その後、5分ほどで注文した卵料理が提供される。当然だが、生ではなく加熱されている——オムレツだ。
ルチアに先に食べるように促した。
「ん……美味しいです」
ルチアはスプーンでオムレツを一口食べると、最初にそう言って続ける。
「でも、うちの卵の方がより濃厚で品質が良く、ヒスイさんの調理も抜群で、美味しいと思います」
あくまで冷静に、ルチアはそう評した。
「俺も一口いい?」
「はい、どうぞ」
ルチアからスプーンをもらって、オムレツをいただく。
たしかに客観的に見て、ヒスイが作ったものの方が美味だろう。調理の腕については知らないが、素材の質がまるで違う。
「〜〜っ」
感想を話し合おうと思ってルチアの方へ視線を寄せると、なぜか真っ赤になっていた。
「また、どうかした……?」
「〜〜っ、きょ、今日のヒスイさんは鈍感です。

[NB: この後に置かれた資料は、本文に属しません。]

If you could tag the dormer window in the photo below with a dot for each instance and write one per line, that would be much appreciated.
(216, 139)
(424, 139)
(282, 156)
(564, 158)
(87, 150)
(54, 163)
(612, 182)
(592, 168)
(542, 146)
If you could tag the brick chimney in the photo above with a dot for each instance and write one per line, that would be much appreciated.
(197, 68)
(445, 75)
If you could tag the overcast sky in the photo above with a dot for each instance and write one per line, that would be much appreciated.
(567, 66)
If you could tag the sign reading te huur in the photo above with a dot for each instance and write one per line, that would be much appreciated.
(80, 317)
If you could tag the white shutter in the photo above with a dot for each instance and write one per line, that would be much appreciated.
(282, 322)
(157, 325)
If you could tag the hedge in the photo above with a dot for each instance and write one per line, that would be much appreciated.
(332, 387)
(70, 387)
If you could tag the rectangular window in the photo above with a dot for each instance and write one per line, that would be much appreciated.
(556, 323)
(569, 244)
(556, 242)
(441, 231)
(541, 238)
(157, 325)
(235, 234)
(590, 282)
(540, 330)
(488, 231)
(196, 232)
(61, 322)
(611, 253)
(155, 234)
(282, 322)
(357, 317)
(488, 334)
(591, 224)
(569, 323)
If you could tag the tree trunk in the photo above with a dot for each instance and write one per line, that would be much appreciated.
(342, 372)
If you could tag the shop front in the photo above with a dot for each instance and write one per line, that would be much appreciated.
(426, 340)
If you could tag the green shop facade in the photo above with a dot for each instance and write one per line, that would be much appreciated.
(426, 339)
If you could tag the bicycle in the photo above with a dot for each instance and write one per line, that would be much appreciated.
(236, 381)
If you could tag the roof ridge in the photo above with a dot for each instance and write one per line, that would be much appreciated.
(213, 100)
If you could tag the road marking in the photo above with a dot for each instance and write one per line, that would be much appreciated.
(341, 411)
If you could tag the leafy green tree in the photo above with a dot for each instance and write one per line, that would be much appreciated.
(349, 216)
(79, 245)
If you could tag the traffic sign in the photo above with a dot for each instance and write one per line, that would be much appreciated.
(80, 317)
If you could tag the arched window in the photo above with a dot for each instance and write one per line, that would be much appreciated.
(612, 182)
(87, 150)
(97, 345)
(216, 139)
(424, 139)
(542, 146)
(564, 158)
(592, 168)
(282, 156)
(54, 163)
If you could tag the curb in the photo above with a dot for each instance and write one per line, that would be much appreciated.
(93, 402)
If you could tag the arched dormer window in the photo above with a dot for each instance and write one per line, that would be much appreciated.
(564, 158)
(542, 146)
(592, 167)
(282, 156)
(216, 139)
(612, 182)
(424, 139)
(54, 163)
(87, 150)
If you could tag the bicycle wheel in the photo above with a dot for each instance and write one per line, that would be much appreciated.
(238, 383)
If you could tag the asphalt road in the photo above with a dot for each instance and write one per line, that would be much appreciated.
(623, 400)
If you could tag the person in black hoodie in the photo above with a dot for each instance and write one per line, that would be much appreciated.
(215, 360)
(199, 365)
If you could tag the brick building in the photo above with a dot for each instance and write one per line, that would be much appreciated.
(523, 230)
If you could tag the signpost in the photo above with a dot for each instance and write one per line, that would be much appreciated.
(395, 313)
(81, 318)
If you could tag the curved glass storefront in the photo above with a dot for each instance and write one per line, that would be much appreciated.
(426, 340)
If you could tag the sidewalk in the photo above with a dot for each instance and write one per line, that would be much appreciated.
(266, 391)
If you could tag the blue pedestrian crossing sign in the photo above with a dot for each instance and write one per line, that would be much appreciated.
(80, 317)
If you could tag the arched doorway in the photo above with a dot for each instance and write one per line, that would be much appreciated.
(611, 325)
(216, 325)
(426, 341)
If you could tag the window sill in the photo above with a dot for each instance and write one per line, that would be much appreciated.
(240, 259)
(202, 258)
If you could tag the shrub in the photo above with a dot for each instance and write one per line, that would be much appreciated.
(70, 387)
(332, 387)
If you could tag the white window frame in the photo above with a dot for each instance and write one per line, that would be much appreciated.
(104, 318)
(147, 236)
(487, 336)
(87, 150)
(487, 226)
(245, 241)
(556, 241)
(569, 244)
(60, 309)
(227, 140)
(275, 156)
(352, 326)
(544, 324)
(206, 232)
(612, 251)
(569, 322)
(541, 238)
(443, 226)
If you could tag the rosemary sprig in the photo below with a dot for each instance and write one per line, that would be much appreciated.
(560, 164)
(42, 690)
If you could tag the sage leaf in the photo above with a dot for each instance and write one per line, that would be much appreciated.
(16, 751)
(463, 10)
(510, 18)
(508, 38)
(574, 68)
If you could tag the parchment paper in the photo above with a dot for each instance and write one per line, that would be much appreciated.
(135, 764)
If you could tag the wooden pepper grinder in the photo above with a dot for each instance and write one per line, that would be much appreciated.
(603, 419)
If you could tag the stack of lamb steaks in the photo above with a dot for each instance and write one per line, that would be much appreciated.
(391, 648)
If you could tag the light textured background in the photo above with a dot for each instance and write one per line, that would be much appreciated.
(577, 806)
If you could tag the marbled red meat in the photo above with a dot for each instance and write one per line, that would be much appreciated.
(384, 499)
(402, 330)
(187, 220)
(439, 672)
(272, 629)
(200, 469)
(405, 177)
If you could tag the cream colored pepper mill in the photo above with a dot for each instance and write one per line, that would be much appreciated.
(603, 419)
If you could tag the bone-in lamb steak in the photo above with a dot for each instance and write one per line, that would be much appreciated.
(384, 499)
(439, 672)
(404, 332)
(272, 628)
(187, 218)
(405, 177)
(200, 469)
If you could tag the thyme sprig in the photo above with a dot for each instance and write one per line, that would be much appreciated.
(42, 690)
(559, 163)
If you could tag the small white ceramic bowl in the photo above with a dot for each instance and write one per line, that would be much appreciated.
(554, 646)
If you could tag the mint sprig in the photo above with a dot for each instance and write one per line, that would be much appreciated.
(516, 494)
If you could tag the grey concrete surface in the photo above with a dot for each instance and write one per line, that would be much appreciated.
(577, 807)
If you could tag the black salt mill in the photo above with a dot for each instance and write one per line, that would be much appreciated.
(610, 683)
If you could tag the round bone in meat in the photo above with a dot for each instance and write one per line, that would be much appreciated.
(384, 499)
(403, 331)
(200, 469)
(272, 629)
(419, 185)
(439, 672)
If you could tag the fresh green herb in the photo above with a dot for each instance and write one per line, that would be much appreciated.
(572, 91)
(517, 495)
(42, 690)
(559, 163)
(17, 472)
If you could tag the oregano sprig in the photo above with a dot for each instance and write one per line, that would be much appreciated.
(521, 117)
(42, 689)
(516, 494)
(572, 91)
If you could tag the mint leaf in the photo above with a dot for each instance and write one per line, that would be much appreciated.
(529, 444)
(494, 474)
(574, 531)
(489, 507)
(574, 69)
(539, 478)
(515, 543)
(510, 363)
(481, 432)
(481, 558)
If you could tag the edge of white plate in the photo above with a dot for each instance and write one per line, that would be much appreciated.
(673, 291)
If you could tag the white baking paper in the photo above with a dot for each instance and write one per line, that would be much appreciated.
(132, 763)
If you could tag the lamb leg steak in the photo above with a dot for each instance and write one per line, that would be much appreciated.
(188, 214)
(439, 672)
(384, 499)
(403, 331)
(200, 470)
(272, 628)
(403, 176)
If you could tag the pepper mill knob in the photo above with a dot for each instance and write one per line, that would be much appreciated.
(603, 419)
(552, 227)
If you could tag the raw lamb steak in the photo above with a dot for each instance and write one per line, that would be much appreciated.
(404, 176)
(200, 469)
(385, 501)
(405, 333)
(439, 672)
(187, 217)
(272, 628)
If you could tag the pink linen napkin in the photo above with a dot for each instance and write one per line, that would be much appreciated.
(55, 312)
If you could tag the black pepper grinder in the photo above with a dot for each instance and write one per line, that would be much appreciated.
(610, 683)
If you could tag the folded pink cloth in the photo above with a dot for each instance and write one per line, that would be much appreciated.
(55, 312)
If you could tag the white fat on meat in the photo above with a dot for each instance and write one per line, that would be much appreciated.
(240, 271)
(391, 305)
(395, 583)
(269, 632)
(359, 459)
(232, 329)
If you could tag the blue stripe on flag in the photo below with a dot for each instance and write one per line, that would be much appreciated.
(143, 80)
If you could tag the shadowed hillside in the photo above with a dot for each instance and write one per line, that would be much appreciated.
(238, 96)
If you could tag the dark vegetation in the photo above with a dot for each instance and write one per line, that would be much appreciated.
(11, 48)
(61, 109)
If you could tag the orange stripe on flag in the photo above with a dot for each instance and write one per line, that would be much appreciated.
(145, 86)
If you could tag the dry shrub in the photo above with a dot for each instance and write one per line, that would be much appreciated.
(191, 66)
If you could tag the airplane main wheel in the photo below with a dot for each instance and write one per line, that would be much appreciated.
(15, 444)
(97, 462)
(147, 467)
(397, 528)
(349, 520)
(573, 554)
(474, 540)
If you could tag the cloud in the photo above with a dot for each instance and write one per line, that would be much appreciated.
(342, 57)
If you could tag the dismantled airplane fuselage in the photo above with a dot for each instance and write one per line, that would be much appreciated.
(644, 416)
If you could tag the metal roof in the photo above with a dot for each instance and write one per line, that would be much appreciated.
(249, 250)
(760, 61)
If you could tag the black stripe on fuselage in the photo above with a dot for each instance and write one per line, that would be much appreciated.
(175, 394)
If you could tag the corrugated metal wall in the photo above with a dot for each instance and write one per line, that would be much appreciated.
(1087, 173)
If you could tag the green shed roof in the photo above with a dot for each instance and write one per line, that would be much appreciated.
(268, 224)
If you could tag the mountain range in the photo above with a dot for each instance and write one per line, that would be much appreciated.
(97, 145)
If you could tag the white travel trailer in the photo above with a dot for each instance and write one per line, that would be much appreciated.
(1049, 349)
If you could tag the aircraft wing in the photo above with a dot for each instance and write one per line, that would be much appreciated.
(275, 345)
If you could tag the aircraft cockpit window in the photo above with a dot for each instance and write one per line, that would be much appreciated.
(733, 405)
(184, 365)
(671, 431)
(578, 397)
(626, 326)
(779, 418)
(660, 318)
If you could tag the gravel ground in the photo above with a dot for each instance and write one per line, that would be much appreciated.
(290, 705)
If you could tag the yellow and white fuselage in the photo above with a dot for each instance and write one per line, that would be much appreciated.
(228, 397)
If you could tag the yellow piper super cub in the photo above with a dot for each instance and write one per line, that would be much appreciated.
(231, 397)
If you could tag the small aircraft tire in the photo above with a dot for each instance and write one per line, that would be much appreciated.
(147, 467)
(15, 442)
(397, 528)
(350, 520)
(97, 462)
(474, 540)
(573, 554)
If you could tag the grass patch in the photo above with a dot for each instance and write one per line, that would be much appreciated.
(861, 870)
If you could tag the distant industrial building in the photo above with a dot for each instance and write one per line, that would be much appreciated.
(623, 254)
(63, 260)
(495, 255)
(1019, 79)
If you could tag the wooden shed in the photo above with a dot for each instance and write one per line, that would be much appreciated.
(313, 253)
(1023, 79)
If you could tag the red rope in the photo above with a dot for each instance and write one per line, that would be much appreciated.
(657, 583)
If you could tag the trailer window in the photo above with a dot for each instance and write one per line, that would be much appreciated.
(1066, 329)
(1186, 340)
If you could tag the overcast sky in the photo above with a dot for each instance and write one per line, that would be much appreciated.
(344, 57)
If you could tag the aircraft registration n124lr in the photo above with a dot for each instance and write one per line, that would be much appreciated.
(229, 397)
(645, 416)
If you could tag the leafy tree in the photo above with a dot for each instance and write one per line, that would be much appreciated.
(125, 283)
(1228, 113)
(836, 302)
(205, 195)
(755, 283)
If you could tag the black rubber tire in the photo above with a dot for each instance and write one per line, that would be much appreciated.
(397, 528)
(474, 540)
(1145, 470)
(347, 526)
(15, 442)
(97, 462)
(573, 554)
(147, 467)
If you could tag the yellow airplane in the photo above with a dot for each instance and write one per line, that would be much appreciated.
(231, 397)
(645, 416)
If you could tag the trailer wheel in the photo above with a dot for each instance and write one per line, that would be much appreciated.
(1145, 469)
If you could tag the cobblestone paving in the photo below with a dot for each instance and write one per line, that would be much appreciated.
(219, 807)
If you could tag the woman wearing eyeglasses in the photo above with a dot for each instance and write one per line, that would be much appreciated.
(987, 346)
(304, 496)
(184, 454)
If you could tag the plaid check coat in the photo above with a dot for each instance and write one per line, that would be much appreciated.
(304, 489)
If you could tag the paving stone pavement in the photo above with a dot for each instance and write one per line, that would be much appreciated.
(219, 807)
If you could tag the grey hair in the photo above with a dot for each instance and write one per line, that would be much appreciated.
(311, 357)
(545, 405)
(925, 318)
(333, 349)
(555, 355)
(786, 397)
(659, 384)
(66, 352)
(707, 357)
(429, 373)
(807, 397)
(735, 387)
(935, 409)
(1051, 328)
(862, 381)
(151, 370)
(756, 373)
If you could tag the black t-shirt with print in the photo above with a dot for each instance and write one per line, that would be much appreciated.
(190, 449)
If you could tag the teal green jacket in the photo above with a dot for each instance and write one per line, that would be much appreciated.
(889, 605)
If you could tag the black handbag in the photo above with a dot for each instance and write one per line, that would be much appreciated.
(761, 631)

イジワルですっ」
ついには機嫌を損ねてしまったらしく、ルチアはぷいと顔を背ける。
「……間接キスなんて、勇者様とだってしたことないのに」
「あっ……」
ルチアの小さな独り言が聞こえてしまって、ようやく気づく。
「もう一つスプーンもらうよ」
すでに遅いかもしれないが、手を挙げてアイシャを呼ぶ。
「はいにゃ〜、ってヒスイかにゃ。何の用にゃ。看板娘は忙しいにゃん」
はぁ、とため息を吐いたその額には汗が滲んでいる。忙しいのは事実のようだ。
「忙しいところごめん。スプーンをもう一つもらえるかな——」
「大丈夫です」
「——え?」
ルチアが赤い顔を俯かせたまま、ヒスイの言葉を阻む。
「店員さん、お手を煩わせてしまい申し訳ありませんでした。こちらは大丈夫ですので、他のお客さんの対応をしてくださいな」
「にゃーん! 用がないなら最初から呼ぶなにゃん!」
シャーっと毛を逆立て威嚇するアイシャ。
「アイシャちゃーん! こっち来てくれー!」
「はいにゃー! 今行くにゃん!」
ちょうどいいタイミングでお客から声が掛かる。看板娘の名に偽りなく、人気者のようだ。
「高いお酒が欲しかったらいつでも言うにゃん! いいもの揃えてるにゃん!」
アイシャはいかにも迷惑にそうにしながらも、しっかり営業してから慌ただしく去った。
「ではヒスイさん、続きをいただきましょうか」
「え、あ、うん」
気遣ったつもりのヒスイの行動は余計なお世話だったのだろうか。
しかし、同じスプーンを使ってオムレツを食べるたびにルチアの頬は赤みを増しているように見えた。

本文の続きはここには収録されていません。